Battle of Thirupurambiyam
| Date | 879 CE |
| Location | Thirupurambiyam |
| Result | Alliance victory |

Belligerents
- Pallava dynasty Western Gangas Medieval Cholas: Pandya kingdom Pallava factions

Commanders and leaders
- Aparajitavarman Prithvipati I † Aditya I: Varagunavarman II Nriputungavarman

Strength
- Unknown: Unknown

= Battle of Thirupurambiyam =

879 battle

Battle of Thirupurambiyam was fought between the Pandya king Varagunavarman II and a confederacy of the Pallavas, Western Ganga Dynasty and the Medieval Cholas in about 879 CE in the village Thiruppurambiyam near modern-day Kumbakonam of Thanjavur district. The Pandyas lost the battle with Varagunavarman II going into retirement.

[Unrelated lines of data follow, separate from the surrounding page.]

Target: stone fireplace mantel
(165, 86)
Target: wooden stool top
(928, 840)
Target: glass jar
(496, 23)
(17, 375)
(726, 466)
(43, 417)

The battle is considered to be a turning point in the history of South India for it precipitated the fall of the Pallava and Pandya kingdoms and triggered the re-emergence of the Chola power in history after centuries of obscurity during Kalabhra rule.

== Causes ==
At the dawn of the 9th century, the Pallava kingdom which had ruled most of South India for three centuries began to decline. Seizing the opportunity provided by weak Pallava rule, the Pandya king Varagunavarman tried to force the Pallava king Aparajitha into submission. The Tiruchirappalli cave inscription dated to his eleventh regnal year states that Varaguna II defeated the Chola and Ganga forces at Idavai and Vembil and later encamped at Araisur. The Chola king Vijayalaya, then a feudatory of the Pallavas, and his son Aditya Chola I, came to his assistance. Aparajitha was also assisted by the Western Ganga king Prithvipati I. Involvement of Vijayalaya Chola in the battle is still in debate since he is said to be deceased in 870 AD, about nine years before the war happened.

== Events ==

The forces of the Pallava kingdom, Western Ganga kingdom and the Chola kingdom met the Pandyan army at Shripurambiyam (Thiruppurambiyam in the Thanjavur district of present-day state of Tamil Nadu) in 879 CE. Though, according to the Udyendiram plates of Prithvipati II, Prithvipati I was killed after a brave fight, the allies were still able to salvage a pyrrhic victory.

== Consequences ==

The Pandyas were completely devastated as a result of the battle and never recovered from the loss for two centuries. The Pallavas, though victorious, were forced to give heavy concessions to their rising Chola feudatories, who declared their independence. The Pallava kingdom was eventually annexed by the Cholas during the reign of Vijayalaya Chola's son Aditya I. What started as an internecine conflict between the Pallava heirs blew up into a huge war which set the tone for the Chola regime for the next few centuries.